Brandon O'Bryan, 20, carries on as a jockey agent, following in the footsteps of father Craig and grandfather George

One can carry family togetherness to extremes, which is what George O'Bryan has done.

He is 87 now, retired for 20 years from the business of being a jockey agent. He lives in Arcadia, with his wife, Mercedes, whom he met at Santa Anita, where she was an usherette.

From that union came a son, Craig, who also became a jockey agent, and a daughter, Shannon, who was not named after the city in Ireland, but after a racehorse.

From Craig, 58, of Monrovia, and former wife, Stacey, came two sons, one of whom, Brandon, 20, of Huntington Beach, is now in his second year of -- you guessed it -- being a jockey agent.

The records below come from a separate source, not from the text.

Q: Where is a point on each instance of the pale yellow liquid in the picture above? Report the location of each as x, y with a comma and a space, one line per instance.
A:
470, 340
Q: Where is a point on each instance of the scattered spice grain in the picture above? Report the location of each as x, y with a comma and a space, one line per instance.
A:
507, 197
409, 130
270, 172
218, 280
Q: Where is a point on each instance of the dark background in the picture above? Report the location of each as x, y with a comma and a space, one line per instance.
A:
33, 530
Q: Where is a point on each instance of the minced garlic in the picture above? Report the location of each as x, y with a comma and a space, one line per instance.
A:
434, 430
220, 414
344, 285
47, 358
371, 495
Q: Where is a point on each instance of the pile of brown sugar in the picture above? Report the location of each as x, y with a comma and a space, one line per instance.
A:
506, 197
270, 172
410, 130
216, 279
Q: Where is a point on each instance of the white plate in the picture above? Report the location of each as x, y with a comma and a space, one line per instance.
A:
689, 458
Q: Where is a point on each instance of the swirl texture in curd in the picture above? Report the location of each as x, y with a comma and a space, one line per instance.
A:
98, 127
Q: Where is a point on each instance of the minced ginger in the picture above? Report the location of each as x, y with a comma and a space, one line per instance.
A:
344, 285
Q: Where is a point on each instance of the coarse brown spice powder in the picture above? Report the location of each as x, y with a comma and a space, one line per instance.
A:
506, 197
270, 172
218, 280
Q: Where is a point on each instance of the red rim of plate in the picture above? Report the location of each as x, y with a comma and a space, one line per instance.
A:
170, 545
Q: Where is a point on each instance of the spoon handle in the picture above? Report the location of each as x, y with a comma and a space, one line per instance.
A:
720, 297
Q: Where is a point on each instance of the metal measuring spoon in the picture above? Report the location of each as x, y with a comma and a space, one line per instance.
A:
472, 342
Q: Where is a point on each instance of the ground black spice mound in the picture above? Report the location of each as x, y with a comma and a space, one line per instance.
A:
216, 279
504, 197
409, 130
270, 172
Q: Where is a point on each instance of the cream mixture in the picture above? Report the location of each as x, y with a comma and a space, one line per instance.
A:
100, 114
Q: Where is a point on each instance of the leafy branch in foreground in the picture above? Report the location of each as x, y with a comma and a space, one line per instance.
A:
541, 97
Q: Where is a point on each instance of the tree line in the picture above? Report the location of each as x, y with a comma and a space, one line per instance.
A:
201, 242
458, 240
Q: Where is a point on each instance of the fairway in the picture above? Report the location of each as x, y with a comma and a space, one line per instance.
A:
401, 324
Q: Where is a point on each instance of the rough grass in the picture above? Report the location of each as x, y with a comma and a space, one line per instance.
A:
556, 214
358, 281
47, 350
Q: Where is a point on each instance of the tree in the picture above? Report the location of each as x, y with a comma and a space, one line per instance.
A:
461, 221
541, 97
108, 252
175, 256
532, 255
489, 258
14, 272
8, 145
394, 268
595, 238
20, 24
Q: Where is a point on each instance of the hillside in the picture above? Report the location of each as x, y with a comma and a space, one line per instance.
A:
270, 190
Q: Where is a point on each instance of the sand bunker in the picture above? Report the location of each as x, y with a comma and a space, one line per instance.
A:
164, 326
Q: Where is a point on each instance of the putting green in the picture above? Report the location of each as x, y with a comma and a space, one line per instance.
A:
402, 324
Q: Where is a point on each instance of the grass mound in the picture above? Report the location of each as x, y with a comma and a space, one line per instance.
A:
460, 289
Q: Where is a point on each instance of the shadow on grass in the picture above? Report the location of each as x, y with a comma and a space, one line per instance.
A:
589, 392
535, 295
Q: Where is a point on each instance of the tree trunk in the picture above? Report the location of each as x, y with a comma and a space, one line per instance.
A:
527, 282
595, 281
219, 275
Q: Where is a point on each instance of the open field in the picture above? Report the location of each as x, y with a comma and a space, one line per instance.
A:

The other son, Kyle, 18, appears to have no interest in horse racing and is probably not in the will.

Oh yes, Craig met Stacey at the racetrack, where she and her sister, Jessica, still run the family on-track ambulance business at the local tracks.

Jockey agents fall into that category of the great unknowns who make racing go. They get up early in the morning, hang around the track and the barns, and carry with them schedules of upcoming races called condition books that tell them which horses are running where and when and who might need a jockey.

They chat and schmooze and network and hope to get the jockey they represent on the best horse they can find. For that, they get 20% to 25% of the jockey's winnings, which is usually 10% of the owner's purse. And in this way, they pay the bills, feed their families and become an integral part of the racing product.

Some feed their families quite well, although the norm is a decent living and more Chevys than Cadillacs. Not that the right jockey can't afford a Porsche or two.

For example, Garrett Gomez led the country with about $23 million in winnings last year. His 10% would have brought him $2.3 million, and his agent's 25% would have brought him $575,000.

For Gomez's agent, and several others, that makes those barns gold mines.

It is a world of Damon Runyon characters, a business that operates without contracts and changes partners more often than Zsa Zsa Gabor. A handshake agreement works until it doesn't.

Craig lost Corey Nakatani last week and picked up Aaron Gryder a couple of days later.

"Corey and I had lunch," Craig said. "He said he decided to go in a different direction."

One of Brandon's first clients was a jockey named Billy Anton Georgi, who once had his foot slip out of the stirrup and, unlike a veteran rider who would have got it back in, finished the race that way, winning it.